Another category for low-openness but high-agreeableness-and-extraversion is sentences expressing their love, for example ”I love traveling”, “I love my dog!!”,”I love NYC!”. “thank you” is also low in openness but high in agreeableness and extraversion. Longer sentences like “We enjoy meeting new people and making them feel welcome in our beautiful city.” are around the same score level in those three categories.

We then looked into sentences that are high in openness: “artist, photographer, entrepreneur, gypsy spirit and butterfly.””The people, the ambiance, the size, the summers, and yes even the rain.””Owner of the property”. We found these sentences are more like poems, missing persons or verbs.

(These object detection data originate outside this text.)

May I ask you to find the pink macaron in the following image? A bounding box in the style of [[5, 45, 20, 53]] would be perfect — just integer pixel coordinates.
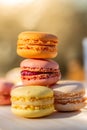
[[20, 59, 61, 87], [0, 78, 14, 105]]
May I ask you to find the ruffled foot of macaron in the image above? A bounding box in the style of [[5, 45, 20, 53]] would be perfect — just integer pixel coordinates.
[[11, 86, 54, 118], [53, 80, 86, 112]]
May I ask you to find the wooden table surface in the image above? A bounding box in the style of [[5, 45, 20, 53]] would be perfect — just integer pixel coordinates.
[[0, 106, 87, 130]]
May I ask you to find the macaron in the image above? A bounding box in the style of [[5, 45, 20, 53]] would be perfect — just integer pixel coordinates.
[[11, 86, 54, 118], [5, 67, 22, 85], [0, 78, 14, 105], [20, 59, 61, 87], [53, 80, 86, 111], [17, 32, 58, 59]]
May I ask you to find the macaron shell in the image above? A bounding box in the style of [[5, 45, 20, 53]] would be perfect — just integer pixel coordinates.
[[17, 32, 58, 59], [55, 102, 86, 112], [11, 85, 53, 97], [52, 80, 85, 99], [17, 47, 58, 59], [18, 31, 58, 42], [11, 86, 54, 118], [0, 79, 14, 94], [20, 59, 59, 70], [0, 97, 11, 105]]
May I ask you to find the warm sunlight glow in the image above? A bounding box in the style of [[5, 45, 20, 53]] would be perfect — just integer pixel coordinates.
[[0, 0, 34, 6]]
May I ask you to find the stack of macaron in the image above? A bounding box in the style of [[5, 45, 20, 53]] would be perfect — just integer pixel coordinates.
[[0, 78, 14, 106], [11, 32, 85, 118], [11, 32, 61, 118]]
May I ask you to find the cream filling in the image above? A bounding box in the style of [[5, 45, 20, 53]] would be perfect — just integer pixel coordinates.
[[11, 97, 54, 110], [54, 97, 85, 105], [12, 104, 54, 110]]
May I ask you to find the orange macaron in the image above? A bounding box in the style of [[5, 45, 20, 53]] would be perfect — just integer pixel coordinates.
[[17, 32, 58, 59], [0, 78, 14, 106]]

We think the reason for that might be the Tone Analyzer defines openness as openness to ideas, and it is considered less open if the language is more straightforward. Airbnb hosts are much higher in extraversion and agreeableness as we mentioned in H4. There is a bias here as extraverted and agreeable people are more likely to become Airbnb hosts.

Following table shows the p values from hypothesis tests for difference in means.

	Conscientiousness	Extraversion	Agreeableness	Neuroticism
male/female	0.0012	0.0056	0.0014	0.4122
male/brand	0	0	0	0
brand/female	0	0	0	0
individual/airbnb	0	0	0	0
individual/brand	0	0	0	0
brand/airbnb	0	0	0	0

The comparison labels are:
male = Twitter male users
female = Twitter female users
brand = Twitter brand pages
individual = Twitter Males and Females
airbnb = AirBnB users

Since there is a large amount of samples, the p values are almost always lower than 0.05.
The difference of mean values in all dimentions of big five are significant except for "Neurtoticism" between twitter male and female users.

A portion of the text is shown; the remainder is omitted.